The data source can be differet: for example also a differently
formatted tabular file or a database table. For these cases, a Python
module is passed, which yields the tree data, as described in the
CLI manual.

### API

The library functionality can be also directly accessed in Python code using
the API, which is documented in the
[API manual](https://github.com/ggonnella/fastsubtrees/blob/main/docs/api.md).

## Subpackages

### ntmirror

When working with the NCBI taxonomy database, a local copy of the NCBI taxonomy
dump can be obtained and kept up-to-date using the _ntmirror_ package, which
is located in the directory ``ntmirror``. It is a Python package, which can
be installed using ``pip``, separately from _fastsubtrees_.

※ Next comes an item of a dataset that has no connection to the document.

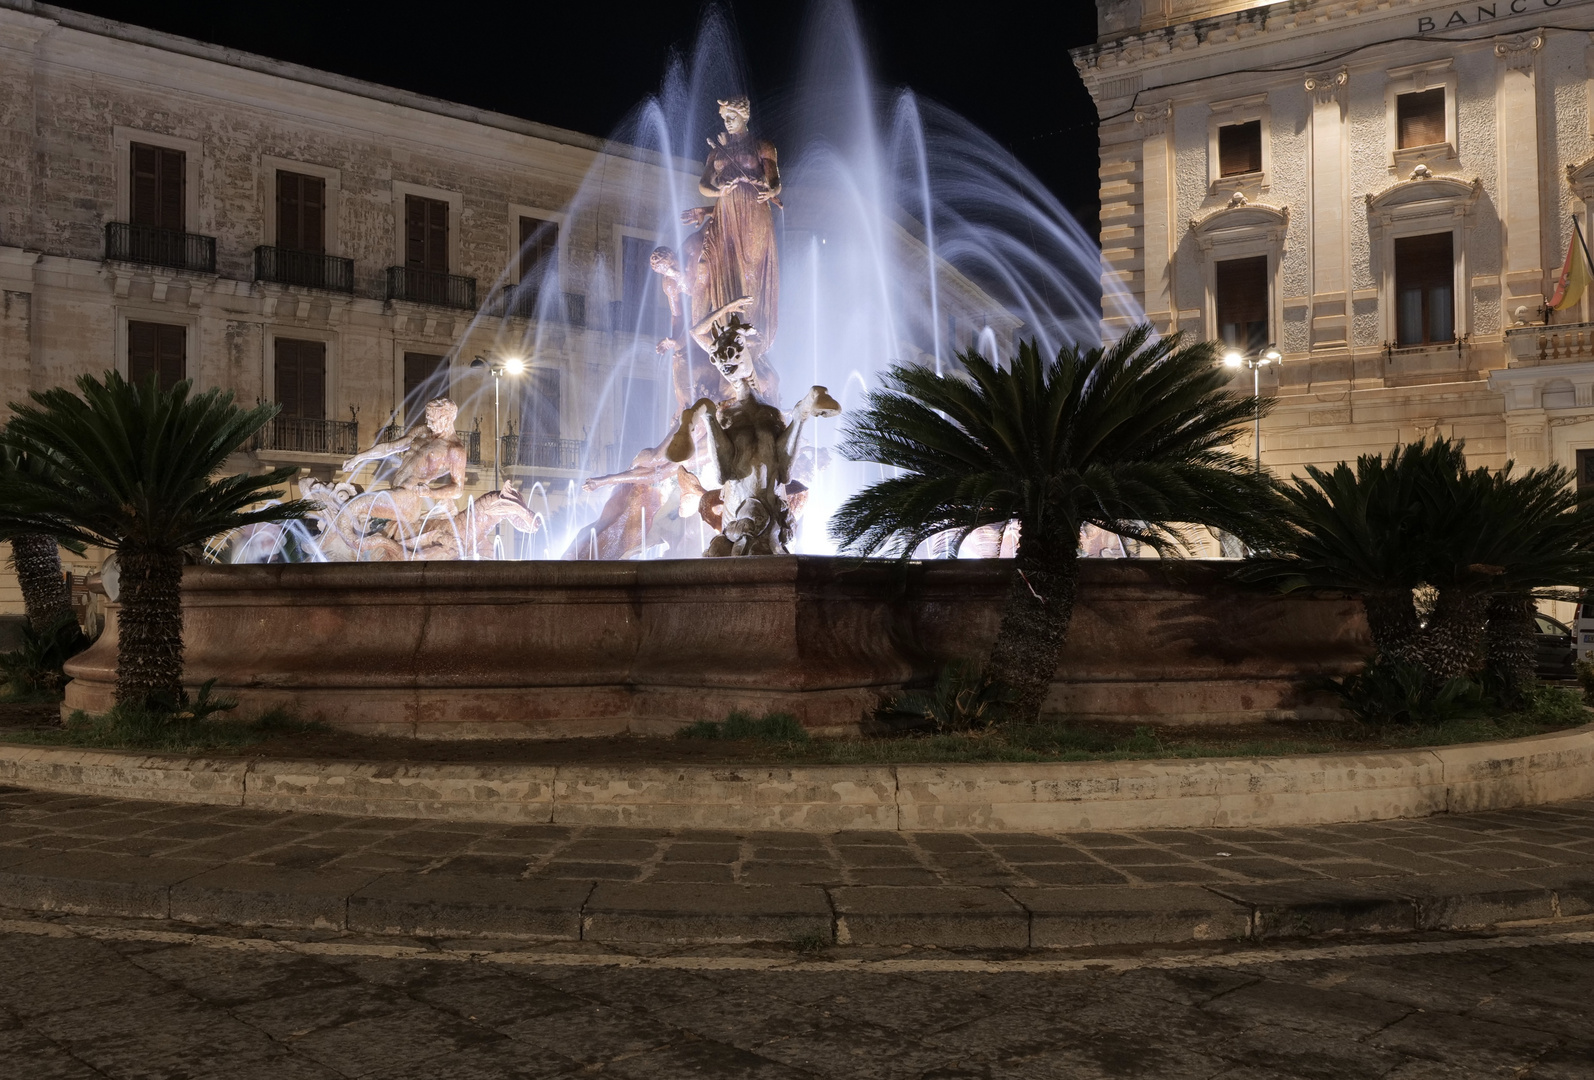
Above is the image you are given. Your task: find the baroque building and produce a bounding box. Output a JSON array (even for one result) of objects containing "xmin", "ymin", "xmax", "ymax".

Besides downloading the dump, when needed, the package also allows to load
the NCBI taxonomy database in a local SQL database, and to extract subtrees
from it using hierarchical SQL queries.

Please refer to the user manual of _ntmirror_ located under ``ntmirror/docs``
for more information.

### Genomes Attributes Viewer

An interactive web application based on ``fastsubtrees`` was developed using
_dash_. It allows to graphically display the distribution of values of
attributes in subtrees of the NCBI taxonomic tree.

This example application is located under ``genomes-attributes-viewer``. For
more information see the ``genomes-attributes-viewer/README.md`` file.

The application can be conveniently setup and started using the Docker
image, see above in the _Docker_ section.